He said that under the second three-year project 9,100 ultra- poor women participants have received a daily wage along with rice and saving benefits for their services in the road maintenance work in Chittagong Hill Tracts (CHT), identified as a major “food insecure area” in the WFP’s poverty map.

The savings will be released to participants at the end of the current three-year cycle in 2005 for investment in income- generating activities of their choice.

Under the project 11,655 kilometres road will be built and maintained by the participants during the three year period.

The WFP sources said the project “invests in human capital” by providing a comprehensive package of health and family planning, nutrition, basic literacy and numeracy, and income skills training.

They said the provision of food and cash enables women to gain and preserve productive assets, while the education and training empower them to take their own decisions and to better their future.

Apart from the women, the expanded WFP programme is to cover unemployed youths and ex-combatants or former tribal rebels, returnee refugees, internally displaced people and children aged between three and six years.

The estimated total number of beneficiaries is around 80,000, of which over 50 percent are children. The estimated food requirement for the three-year programme is 54,000 tonnes of rice and fortified biscuits.

Seven NGOs, run by local ethnic minority groups, deliver a “culturally appropriate” training package to the beneficiaries using participatory methods under the project while Food Aid Committees chaired by the local elected representative assist them in selecting the beneficiaries.

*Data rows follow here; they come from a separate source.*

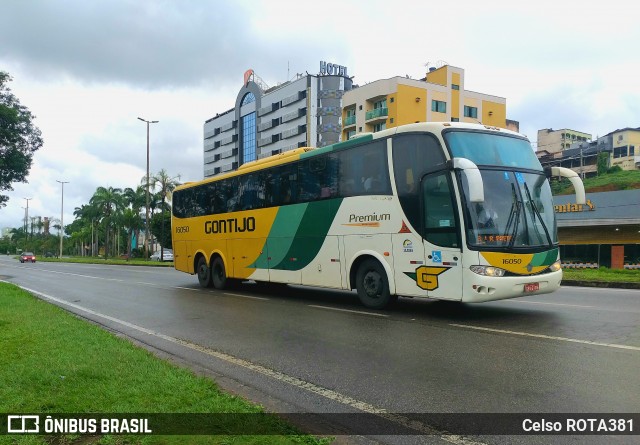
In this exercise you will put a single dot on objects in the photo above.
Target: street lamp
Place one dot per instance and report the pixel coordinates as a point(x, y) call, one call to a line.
point(146, 238)
point(62, 183)
point(26, 219)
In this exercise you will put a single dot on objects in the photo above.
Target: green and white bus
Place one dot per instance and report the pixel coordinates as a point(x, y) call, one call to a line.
point(447, 211)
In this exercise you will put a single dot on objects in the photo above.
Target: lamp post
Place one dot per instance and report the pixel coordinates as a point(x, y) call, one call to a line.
point(146, 237)
point(26, 219)
point(62, 183)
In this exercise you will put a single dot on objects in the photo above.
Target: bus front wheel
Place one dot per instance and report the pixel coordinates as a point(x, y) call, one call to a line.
point(204, 274)
point(218, 274)
point(372, 285)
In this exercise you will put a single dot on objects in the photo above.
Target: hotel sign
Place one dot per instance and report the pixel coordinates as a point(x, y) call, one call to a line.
point(332, 69)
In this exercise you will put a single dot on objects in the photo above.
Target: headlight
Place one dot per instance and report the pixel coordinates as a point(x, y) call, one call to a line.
point(488, 271)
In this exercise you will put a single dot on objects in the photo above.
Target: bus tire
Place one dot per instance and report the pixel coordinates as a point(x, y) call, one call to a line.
point(218, 274)
point(204, 273)
point(372, 285)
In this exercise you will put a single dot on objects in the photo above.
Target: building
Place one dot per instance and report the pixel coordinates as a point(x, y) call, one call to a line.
point(622, 148)
point(555, 141)
point(304, 112)
point(439, 97)
point(603, 233)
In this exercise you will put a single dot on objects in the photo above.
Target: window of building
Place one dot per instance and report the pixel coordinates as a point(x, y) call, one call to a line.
point(380, 104)
point(438, 106)
point(249, 137)
point(248, 98)
point(620, 152)
point(470, 111)
point(379, 127)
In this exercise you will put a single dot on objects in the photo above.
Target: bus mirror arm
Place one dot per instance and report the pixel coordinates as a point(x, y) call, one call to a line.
point(578, 186)
point(474, 178)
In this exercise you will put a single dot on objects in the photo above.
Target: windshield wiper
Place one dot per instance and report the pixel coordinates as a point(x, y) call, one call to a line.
point(514, 216)
point(537, 213)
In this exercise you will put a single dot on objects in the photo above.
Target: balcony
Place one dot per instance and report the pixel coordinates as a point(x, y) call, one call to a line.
point(349, 121)
point(379, 114)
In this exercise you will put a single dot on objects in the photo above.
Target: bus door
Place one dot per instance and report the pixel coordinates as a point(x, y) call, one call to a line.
point(441, 275)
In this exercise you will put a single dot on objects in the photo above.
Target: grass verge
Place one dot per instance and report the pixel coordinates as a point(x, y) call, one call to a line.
point(53, 362)
point(94, 260)
point(603, 274)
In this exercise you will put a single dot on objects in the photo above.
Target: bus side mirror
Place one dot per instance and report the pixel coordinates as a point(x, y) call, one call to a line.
point(578, 186)
point(474, 178)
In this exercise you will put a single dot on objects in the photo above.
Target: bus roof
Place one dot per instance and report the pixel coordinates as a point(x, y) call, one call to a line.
point(305, 152)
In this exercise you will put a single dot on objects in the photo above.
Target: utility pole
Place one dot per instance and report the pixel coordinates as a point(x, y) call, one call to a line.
point(26, 219)
point(62, 183)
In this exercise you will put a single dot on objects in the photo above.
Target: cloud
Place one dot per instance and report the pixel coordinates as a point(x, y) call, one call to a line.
point(149, 45)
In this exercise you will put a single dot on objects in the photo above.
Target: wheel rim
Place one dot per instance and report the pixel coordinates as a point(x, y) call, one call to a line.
point(372, 284)
point(202, 271)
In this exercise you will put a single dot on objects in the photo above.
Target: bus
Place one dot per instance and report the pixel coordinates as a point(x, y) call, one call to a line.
point(447, 211)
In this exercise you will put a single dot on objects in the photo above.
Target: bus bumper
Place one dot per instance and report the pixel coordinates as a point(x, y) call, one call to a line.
point(479, 288)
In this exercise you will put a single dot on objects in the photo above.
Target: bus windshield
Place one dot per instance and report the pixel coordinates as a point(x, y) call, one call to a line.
point(517, 212)
point(492, 149)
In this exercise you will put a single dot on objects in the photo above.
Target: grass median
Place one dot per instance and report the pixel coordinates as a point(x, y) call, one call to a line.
point(53, 362)
point(603, 275)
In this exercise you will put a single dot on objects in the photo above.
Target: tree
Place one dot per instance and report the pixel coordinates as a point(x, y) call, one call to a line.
point(110, 202)
point(19, 139)
point(165, 186)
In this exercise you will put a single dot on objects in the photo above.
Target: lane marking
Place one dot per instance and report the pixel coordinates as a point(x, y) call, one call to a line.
point(277, 375)
point(548, 303)
point(246, 296)
point(347, 310)
point(548, 337)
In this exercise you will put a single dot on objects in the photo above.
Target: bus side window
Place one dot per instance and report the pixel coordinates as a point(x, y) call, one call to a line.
point(440, 225)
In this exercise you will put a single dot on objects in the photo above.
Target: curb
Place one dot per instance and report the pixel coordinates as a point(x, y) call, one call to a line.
point(604, 284)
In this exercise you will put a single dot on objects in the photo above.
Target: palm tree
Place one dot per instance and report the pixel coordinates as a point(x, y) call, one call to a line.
point(136, 201)
point(88, 214)
point(165, 186)
point(109, 201)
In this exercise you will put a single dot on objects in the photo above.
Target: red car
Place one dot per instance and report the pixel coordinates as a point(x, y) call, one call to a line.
point(28, 256)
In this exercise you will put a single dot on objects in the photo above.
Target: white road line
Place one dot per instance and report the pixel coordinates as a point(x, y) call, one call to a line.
point(549, 337)
point(347, 310)
point(547, 303)
point(280, 376)
point(245, 296)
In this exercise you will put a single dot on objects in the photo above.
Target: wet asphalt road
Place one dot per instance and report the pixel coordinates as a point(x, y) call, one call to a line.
point(306, 350)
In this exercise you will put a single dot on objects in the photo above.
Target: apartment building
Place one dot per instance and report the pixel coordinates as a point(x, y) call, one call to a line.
point(303, 112)
point(555, 141)
point(439, 97)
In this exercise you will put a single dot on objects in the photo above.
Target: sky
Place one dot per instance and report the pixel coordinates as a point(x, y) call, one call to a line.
point(88, 69)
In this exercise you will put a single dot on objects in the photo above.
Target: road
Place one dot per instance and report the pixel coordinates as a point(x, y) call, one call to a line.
point(301, 350)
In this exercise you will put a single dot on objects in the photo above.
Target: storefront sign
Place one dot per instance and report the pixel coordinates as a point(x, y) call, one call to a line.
point(574, 208)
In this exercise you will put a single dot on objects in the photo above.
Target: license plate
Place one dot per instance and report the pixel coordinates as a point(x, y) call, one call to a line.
point(532, 287)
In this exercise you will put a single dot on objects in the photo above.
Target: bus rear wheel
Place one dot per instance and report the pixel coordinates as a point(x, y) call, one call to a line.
point(204, 274)
point(218, 274)
point(372, 285)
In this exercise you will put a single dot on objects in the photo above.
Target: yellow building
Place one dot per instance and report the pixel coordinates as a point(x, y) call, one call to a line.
point(440, 97)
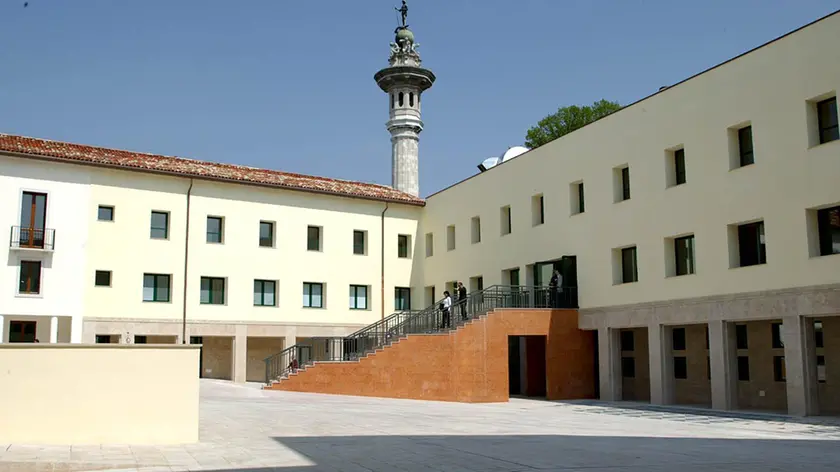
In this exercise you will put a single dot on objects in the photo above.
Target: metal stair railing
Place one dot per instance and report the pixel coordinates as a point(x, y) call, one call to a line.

The project also supports the capacity building of LGED and government counterparts along with monitoring the performance of the local NGOs in the field level.

“We forget difficulties in reaching tha inaccessible areas when we see the programme has brought about positive changes in the life of poor women who were otherwise the forgotten people of the hills,” WFP’s Assistant Field Officer Masing Newar. She monitors the LGED’s job at the remote project areas.

WFP sources said the third three-year operation would focus on food as income-transfer through food for work activities, vocational and life-skills training enable poor households to invest in human capital.

There would be a provision of nutritional support to pre-primary and primary school children to reduce micro-nutrient deficiencies, food relief for extremely vulnerable families that cannot participate in Food For Work or Food For Training and or those who suffer from food shortages during seasonal lean period.

The goal of this operation will be to improve household food security, particularly of those whose traditional livelihoods are being eroded, and to build social cohesion among different ethnic groups in the rugged CHT.

WFP officials hope the programme would offer enormous scopes to other key UN agencies like UNDP and UNICEF to join the initiatives under an integrated programme approach in CHT.